1. Drop the column called "Case"
2. Calculate the correlation matrix of values and display that
3. Plot a scatter plot matrix of these values:
  
  * with the "kde" on the diagonal
  * squares for the markers
  * alpha value of 0.8 for the points. 
  
*Hint*: look at the documentation for `scatter_matrix` to see how to do this. You can look at the documentation inside Jupyter in several ways:
* ``help(scatter_matrix)``
* ``scatter_matrix?`` and then hit Ctrl-Enter.
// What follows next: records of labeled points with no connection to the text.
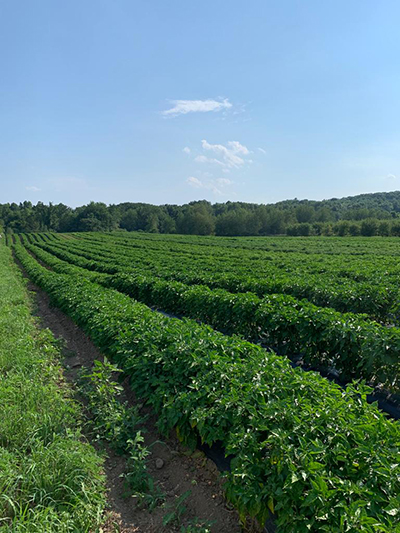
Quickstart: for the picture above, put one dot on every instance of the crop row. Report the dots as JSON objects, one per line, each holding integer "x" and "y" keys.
{"x": 378, "y": 301}
{"x": 50, "y": 479}
{"x": 318, "y": 456}
{"x": 351, "y": 344}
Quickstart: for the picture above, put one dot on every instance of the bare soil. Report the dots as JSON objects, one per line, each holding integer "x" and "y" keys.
{"x": 181, "y": 470}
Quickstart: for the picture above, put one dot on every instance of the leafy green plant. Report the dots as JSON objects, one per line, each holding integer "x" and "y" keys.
{"x": 111, "y": 420}
{"x": 316, "y": 456}
{"x": 174, "y": 516}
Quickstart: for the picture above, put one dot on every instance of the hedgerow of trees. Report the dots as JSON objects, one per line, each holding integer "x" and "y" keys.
{"x": 366, "y": 215}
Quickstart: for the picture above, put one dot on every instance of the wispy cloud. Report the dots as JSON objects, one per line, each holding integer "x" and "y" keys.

## Homework: Testing your knowledge on another data set

The pulp digester is an industrial unit operating in the pulp and paper industry. 
You can find the data on this page: https://openmv.net/info/kamyr-digester

Some things to try when exploring the data:

* Using a set of histograms, one per variable, find 2 variables which have a bimodal distribution. Which 2 have a normal distribution?
* For the 2 variables with a bimodal distribution: make a time-series (sequence) plot, to visualize what they look like when their data are plotted in sequence order. Do you now see why they have a bimodal histogram?
* Plot time sequence plots of some of the other variables, including the output variable called `'Y-Kappa'`.
* Which interesting correlations are there with this variable? Write Python code to find the 3 strongest positively correlated columns, and 3 strongest negatively correlated columns.
* Create a new data frame with only these 6 columns of strongly correlating variables and add the `Y-Kappa` as the 7th column.
* Create a scatter plot matrix for only this group of data. Use a `kde` for the diagonal plots.
* If you needed to increase the Kappa number for this process, which variables would you change and in which direction?